I am Daniel Handler, the author of this book. Did you know that authors often write the summaries that appear on their book's dust jacket? You might want to think about that the next time you read something like, "A dazzling page-turner, this novel shows an internationally acclaimed storyteller at the height of his astonishing powers."

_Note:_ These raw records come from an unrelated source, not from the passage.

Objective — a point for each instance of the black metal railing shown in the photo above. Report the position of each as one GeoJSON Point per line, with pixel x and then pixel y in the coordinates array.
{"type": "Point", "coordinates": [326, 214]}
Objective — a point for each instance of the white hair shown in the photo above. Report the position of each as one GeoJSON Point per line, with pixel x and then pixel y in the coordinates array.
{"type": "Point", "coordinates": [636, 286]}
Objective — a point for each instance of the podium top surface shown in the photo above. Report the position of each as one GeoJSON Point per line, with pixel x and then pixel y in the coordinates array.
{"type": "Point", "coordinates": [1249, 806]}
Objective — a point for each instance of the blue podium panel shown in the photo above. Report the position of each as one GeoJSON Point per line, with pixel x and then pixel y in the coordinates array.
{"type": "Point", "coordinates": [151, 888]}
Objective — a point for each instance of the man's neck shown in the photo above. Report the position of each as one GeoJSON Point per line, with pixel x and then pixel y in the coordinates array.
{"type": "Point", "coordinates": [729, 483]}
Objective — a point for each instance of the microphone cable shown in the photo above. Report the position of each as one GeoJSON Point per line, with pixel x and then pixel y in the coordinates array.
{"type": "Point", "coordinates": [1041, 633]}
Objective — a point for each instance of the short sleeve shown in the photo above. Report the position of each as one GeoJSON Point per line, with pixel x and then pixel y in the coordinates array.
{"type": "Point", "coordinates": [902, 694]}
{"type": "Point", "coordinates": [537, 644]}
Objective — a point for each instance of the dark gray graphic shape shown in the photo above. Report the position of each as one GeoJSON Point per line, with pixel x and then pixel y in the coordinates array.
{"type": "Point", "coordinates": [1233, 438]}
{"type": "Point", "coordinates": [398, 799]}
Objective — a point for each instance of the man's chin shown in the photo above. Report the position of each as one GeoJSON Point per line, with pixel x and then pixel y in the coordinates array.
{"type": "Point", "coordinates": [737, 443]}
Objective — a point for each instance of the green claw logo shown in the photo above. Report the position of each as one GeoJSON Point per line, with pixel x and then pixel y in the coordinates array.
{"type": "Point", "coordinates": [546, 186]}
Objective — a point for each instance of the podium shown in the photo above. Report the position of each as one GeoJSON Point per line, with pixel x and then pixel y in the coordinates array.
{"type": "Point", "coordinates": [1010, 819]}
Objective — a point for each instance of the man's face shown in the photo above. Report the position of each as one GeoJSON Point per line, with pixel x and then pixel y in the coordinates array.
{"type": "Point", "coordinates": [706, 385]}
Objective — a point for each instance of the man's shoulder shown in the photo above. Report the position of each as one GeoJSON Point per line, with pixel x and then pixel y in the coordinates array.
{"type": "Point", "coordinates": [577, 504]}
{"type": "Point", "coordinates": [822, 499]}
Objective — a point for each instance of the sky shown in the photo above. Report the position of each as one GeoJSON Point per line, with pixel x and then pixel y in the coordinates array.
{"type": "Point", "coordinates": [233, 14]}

Adverbs is a novel about love -- a bunch of different people, in and out of different kinds of love. At the start of the novel, Andrea is in love with David -- or maybe it's Joe -- who instead falls in love with Peter in a taxi. At the end of the novel, it's Joe who's in the taxi, falling in love with Andrea, although it might not be Andrea, or in any case it might not be the same Andrea, as Andrea is a very common name. So is Allison, who is married to Adrian in the middle of the novel, although in the middle of the ocean she considers a fling with Keith and also with Steve, whom she meets in an automobile, unless it's not the same Allison who meets the Snow Queen in a casino, or the same Steve who meets Eddie in the middle of the forest. . . .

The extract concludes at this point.